Groundwater flow in an unconfined aquifer can be described by the Boussinesq equation. The Boussinesq equation is nonlinear and approximate solutions exist only for specific flow conditions. In the present work, the nonlinear equation is tackled analytically via a refinement of its linearized solution in a perturbation series framework. The perturbation series solution applies for any time-dependent variation of the stream level, and they are evaluated for various flow recharge and drainage conditions. Particular results for a sudden change and a piecewise linear variation are presented for both finite and semi-infinite aquifers.

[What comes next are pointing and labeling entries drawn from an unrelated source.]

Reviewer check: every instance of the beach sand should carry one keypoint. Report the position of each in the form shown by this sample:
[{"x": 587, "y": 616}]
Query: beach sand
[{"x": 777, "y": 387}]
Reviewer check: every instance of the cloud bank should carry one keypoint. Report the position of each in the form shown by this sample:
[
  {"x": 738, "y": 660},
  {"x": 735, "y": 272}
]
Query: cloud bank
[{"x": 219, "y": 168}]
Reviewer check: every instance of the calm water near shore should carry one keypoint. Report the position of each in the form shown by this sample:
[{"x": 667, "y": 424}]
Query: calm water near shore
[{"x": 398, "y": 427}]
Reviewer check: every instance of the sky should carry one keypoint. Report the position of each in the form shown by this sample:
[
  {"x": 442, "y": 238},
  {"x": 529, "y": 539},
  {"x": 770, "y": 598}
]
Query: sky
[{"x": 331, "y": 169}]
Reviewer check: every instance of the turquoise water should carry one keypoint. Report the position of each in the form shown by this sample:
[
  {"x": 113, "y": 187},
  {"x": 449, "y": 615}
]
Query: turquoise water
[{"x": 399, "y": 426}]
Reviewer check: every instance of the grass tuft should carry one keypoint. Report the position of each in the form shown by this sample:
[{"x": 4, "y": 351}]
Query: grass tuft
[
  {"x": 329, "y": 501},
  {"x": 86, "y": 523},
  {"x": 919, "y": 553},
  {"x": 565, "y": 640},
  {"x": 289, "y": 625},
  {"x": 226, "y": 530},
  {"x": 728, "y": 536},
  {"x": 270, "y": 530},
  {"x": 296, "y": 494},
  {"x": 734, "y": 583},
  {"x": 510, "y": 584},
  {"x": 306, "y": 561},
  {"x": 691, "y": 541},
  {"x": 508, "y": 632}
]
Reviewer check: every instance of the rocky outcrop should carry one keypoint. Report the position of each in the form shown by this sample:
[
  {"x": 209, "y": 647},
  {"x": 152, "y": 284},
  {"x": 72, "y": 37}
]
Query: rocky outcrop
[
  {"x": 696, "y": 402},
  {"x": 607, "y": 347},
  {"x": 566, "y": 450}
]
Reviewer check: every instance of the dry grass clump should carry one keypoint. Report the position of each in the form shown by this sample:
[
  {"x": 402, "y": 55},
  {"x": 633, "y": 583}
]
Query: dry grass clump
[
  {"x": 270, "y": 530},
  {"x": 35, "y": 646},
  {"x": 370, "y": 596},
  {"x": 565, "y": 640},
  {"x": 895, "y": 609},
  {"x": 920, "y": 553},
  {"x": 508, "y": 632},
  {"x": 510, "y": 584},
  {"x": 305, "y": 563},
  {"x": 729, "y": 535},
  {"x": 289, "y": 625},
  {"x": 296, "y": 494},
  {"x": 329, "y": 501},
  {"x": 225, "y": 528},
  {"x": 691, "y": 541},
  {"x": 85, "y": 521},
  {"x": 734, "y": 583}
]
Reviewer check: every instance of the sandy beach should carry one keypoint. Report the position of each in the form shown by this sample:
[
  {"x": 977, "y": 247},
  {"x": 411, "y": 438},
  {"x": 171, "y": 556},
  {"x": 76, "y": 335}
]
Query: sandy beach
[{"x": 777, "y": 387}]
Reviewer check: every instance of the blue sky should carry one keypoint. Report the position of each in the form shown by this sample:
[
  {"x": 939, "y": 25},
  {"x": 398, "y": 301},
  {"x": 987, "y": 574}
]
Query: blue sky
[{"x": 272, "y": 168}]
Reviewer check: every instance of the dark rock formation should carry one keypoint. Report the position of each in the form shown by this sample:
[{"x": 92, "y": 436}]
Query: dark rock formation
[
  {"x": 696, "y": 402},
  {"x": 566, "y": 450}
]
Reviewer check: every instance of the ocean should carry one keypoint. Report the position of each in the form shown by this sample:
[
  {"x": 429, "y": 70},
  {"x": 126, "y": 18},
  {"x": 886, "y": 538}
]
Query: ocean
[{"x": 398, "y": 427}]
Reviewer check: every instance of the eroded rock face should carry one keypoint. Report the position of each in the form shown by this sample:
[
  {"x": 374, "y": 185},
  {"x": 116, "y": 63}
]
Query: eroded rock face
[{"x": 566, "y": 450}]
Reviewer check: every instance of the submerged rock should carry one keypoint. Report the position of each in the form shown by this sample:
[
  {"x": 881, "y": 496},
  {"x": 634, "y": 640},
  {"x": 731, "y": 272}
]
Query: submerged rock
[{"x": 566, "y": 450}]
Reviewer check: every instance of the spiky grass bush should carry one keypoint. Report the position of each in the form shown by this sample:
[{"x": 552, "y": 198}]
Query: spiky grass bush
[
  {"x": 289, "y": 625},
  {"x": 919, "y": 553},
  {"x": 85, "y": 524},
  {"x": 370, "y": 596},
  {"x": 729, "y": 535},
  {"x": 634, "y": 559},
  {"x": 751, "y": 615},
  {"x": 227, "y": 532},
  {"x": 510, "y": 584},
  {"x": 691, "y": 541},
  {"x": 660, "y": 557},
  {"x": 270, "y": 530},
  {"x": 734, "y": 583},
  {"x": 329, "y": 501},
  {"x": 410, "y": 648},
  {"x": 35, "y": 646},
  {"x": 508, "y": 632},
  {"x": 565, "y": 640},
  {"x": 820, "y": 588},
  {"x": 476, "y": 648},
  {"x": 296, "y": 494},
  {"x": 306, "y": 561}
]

The approximate solutions can simulate the original nonlinear behavior with high accuracy due to the introduction of the representative depth parameter α that is evaluated in an optimal fashion for any given flow condition. The derivation of the optimal α parameter has also allowed the generalization and improvement of the classical series results pertaining to the abrupt rise or drop of the stream level in a semi-infinite aquifer. In the case of a gradual variation of the stream level in a finite aquifer domain, the linear solution with a time-varying estimate of α is of sufficient accuracy for practical purposes. Explicit algebraic expressions are presented for the exchange flow rates and the associated flow volumes that are of prime interest in stream-aquifer interaction studies.